New York Lawmakers Want To Use a 'Netflix Tax' To Pay for the Subway
From delivery fees to streaming taxes, New York can’t stomach having MTA users actually pay for the system themselves.
After New York City's Metropolitan Transportation Authority (MTA) approved a budget authorizing a 5.5 percent fare increase to address chronic budget shortfalls, the state assembly flew into action coming up with ways to avoid that. New York's latest tax scheme would attempt to pay for the MTA by hiking taxes on everyone from streaming services like Netflix to small delivery businesses to digital workers—basically, on everyone except the actual riders of public transportation.
Under its 2023 budget, the MTA is set to run a $600 million deficit, even after using nearly $1.8 billion in federal pandemic-related aid. Things will get even worse once that federal aid runs out—in 2025, the MTA is set to run a $3 billion deficit.
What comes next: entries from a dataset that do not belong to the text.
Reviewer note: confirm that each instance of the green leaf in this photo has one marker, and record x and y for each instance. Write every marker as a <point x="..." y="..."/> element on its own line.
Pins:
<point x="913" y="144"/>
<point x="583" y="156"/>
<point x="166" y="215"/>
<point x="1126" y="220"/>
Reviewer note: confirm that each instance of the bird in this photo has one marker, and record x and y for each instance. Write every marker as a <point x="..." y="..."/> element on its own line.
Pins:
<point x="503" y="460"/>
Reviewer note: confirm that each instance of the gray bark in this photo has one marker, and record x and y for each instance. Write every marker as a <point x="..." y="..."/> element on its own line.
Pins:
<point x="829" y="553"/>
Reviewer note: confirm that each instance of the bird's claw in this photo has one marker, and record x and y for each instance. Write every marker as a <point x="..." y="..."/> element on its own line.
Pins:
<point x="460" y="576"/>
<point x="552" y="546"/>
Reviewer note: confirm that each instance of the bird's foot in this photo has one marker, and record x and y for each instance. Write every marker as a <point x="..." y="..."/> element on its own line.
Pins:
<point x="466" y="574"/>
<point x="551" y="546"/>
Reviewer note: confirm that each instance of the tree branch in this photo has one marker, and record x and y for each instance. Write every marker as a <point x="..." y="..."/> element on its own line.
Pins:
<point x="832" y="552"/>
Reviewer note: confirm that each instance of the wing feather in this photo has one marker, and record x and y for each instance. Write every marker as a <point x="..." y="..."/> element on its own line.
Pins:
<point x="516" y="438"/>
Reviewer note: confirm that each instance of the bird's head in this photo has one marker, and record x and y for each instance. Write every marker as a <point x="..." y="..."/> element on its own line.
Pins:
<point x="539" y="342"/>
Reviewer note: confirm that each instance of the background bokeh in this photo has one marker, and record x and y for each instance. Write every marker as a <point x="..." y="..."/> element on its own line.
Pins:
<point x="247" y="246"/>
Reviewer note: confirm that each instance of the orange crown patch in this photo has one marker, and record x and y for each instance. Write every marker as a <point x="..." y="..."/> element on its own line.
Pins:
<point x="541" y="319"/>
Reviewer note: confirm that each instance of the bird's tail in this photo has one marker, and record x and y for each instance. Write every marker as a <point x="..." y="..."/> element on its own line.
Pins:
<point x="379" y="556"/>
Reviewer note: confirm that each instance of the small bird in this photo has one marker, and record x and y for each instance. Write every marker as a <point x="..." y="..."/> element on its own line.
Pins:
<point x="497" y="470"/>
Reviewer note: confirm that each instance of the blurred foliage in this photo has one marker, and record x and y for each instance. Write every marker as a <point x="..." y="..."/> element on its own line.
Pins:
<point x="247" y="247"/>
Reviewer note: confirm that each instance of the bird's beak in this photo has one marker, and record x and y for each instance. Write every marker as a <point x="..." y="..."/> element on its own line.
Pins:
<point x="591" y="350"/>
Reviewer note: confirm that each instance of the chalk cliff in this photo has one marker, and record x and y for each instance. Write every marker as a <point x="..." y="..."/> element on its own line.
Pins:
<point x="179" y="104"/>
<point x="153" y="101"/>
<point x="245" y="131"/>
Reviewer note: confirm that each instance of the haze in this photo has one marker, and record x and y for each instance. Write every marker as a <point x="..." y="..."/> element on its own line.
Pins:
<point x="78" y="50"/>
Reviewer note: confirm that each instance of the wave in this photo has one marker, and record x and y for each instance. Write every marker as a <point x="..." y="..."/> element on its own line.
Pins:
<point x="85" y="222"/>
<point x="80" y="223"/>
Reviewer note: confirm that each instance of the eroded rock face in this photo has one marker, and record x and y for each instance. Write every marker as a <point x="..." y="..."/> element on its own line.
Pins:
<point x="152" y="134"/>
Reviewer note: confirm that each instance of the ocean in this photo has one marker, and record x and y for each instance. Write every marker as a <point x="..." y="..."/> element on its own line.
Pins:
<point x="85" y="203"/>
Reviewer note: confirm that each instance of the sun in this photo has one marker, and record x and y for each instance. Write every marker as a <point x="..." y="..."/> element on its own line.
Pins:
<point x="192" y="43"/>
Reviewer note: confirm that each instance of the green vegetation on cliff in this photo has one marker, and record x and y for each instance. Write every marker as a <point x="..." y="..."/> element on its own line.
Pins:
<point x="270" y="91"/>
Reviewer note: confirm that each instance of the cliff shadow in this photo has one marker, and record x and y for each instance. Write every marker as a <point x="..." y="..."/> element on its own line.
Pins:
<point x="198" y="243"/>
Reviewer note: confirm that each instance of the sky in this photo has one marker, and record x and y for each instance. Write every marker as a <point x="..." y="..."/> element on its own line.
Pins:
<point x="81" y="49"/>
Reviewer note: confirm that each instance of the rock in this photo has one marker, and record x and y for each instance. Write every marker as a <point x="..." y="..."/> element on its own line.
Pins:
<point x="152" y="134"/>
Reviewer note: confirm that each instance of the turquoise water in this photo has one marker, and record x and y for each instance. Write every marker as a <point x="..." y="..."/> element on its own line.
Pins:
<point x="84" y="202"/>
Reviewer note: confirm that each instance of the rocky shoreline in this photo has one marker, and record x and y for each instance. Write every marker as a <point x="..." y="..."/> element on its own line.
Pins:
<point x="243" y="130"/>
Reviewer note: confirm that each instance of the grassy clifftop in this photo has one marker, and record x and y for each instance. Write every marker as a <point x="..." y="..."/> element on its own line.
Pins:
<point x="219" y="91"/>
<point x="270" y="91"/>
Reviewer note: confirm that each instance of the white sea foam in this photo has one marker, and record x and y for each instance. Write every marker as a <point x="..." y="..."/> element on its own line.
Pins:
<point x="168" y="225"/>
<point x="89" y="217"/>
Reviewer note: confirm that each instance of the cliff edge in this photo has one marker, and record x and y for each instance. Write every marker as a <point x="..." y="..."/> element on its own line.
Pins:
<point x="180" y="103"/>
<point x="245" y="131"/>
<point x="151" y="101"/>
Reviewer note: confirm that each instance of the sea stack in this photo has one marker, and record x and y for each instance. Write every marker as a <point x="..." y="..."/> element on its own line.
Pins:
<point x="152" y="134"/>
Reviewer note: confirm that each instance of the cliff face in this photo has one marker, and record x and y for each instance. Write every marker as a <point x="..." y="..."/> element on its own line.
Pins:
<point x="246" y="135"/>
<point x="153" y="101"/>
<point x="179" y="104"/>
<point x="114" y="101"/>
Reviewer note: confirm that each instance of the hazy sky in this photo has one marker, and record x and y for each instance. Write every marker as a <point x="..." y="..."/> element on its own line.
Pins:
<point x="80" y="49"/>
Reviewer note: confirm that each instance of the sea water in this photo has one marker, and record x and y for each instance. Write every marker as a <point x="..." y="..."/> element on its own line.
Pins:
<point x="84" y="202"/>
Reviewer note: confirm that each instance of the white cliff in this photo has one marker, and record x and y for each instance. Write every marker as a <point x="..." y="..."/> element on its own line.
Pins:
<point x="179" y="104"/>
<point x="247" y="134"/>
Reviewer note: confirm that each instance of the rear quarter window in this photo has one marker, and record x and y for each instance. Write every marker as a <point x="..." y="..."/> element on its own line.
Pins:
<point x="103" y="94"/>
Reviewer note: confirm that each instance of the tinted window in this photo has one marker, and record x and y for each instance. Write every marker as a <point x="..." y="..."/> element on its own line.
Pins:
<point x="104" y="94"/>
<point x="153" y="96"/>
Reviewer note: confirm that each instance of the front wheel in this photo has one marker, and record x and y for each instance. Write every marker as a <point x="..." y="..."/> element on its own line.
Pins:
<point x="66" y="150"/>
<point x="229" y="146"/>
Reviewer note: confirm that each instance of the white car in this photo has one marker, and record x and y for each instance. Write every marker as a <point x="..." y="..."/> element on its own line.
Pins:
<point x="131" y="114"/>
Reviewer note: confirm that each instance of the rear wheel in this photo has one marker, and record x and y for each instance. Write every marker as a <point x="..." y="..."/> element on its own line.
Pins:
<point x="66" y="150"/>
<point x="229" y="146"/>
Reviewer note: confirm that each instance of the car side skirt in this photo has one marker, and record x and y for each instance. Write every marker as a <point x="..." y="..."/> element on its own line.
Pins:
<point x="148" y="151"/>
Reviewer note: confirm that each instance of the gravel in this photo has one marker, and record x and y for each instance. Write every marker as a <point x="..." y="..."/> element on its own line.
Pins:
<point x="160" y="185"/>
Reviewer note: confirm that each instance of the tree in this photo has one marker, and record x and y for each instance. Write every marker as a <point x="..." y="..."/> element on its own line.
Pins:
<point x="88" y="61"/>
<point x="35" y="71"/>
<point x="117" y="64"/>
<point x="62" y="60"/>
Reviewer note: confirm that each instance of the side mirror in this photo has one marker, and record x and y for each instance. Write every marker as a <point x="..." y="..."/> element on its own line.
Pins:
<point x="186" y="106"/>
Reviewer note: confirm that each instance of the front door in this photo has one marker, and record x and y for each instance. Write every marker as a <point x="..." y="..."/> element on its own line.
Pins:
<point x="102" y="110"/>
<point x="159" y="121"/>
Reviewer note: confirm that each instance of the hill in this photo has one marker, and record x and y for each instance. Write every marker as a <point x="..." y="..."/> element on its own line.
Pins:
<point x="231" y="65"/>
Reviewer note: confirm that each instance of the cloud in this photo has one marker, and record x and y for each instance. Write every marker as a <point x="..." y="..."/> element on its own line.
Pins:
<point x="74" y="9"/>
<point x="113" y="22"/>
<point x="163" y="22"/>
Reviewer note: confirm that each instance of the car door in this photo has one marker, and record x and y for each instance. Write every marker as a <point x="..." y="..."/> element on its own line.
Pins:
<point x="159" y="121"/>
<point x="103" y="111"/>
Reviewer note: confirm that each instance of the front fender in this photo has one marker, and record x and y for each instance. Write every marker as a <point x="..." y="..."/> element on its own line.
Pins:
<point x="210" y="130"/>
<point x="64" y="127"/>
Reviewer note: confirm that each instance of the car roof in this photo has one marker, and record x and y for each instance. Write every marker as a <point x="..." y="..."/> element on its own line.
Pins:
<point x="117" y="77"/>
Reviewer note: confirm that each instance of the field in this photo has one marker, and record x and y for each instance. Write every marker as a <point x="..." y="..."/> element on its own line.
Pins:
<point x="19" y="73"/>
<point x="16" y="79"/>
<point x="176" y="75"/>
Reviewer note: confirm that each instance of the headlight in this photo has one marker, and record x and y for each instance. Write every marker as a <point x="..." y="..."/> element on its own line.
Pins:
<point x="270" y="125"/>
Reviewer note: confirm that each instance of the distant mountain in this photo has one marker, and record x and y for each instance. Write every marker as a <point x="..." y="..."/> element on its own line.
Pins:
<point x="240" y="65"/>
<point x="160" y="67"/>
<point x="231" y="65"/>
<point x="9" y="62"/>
In place of fare increases, Gov. Kathy Hochul has now proposed an increase on the top payroll tax rate paid by employers: from 0.34 percent to 0.5 percent in New York City and surrounding counties served by MTA trains and buses. State legislators have countered with a hodgepodge of proposals, including a 2 percent increase on the top statewide corporate tax rate, applying state and local sales taxes to streaming services, and a new $0.25 "delivery fee" on delivery transactions within New York (with some exceptions).
While in general taxes are difficult to directly connect to the government services a taxpayer receives, user fees are not—the fee paid is directly related to the service received. With the ridership landscape fundamentally changing, that model is becoming increasingly untenable as the MTA refuses to adapt.
Transit ridership in New York City, like in other cities across the country, took an enormous hit during the pandemic, with ridership rates dropping below 40 percent of pre-pandemic levels. While ridership rates have somewhat bounced back post-COVID, it's unlikely that they'll return to pre-pandemic levels anytime soon. MTA ridership levels for February 2023 across buses and subways was about 65 percent of those of February 2019.
Rates of remote work may have peaked during the pandemic, but most Americans returning to the office aren't doing so on a daily basis, preferring instead to settle on a hybrid arrangement of working from the office some days and from home on others. To the New York City government, those days residents spend working from home are days residents are not swiping their MTA cards.
But most government agencies don't believe that a shrinking mandate means less funds are required, and they try to fight the tide. The proposed solution by New York legislators to shift the burdens onto the perceived "winners" of the increasingly digitized economy has unfortunately been the preferred response.
Corporate income tax increases are nothing new, but "streaming taxes" are. While other states and localities have looked to target digital and streaming services for special taxes, New York's proposal would actually just be subjecting Netflix to the normal statewide sales tax. That's at least better than, say, Chicago, which subjects streaming services to its 9 percent "amusements" tax instead of its 1.5 percent sales tax. It's certainly better than East St. Louis, Illinois, which attempted to penalize streaming companies for "trespassing" on city property to deliver streaming services to its residents.
But possibly even worse than a streaming tax is the seemingly innocuous $0.25 "delivery fee." A similar law was passed in Colorado in 2021, requiring sellers to charge a $0.27 fee on all deliveries within the state. While not an enormous amount of money, this "fee" has given smaller retailers disproportionate headaches over the difficulty of tacking it on to invoices and including it in their sales tax compliance systems. For small businesses already struggling with the fallout of new state laws requiring remote sales tax collection, this would be yet another kick in the gut.
Taken together, these tax proposals represent an effort to shift the burden of paying for an overspending MTA off of the New Yorkers who use it and onto other taxpayers, including those who are out-of-state. That's a strategy New York has already aggressively pursued through its "convenience of the employer" rule.
Despite how the phrase sounds, "convenience of the employer" rules are anything but convenient. They effectively require employees who work for New York companies to continue paying New York taxes even if they work remotely out of state and never set foot in New York throughout the year. Not only does this violate basic principles of tax fairness, but it also subjects taxpayers to the risk of double taxation when they get stuck in a tug of war between the tax departments of their state of residence and New York.
These aggressive policies of exporting tax burdens are a major reason that New York is ranked 47 out of 50 on a recent report by the National Taxpayers Union Foundation that ranked states on their tax policies toward remote workers. They also represent New York's determination to refuse to acknowledge or embrace the change brought about by the pandemic, choosing instead to try to creatively shift tax burdens elsewhere.
But whether New York likes it or not, things have changed. Taxpayers can choose to live further from their jobs and don't have to sit on packed trains every day if they don't want to. Unfortunately, it seems that just about the only people who won't have to pay for the MTA refusing to acknowledge that fact are the people who still use it.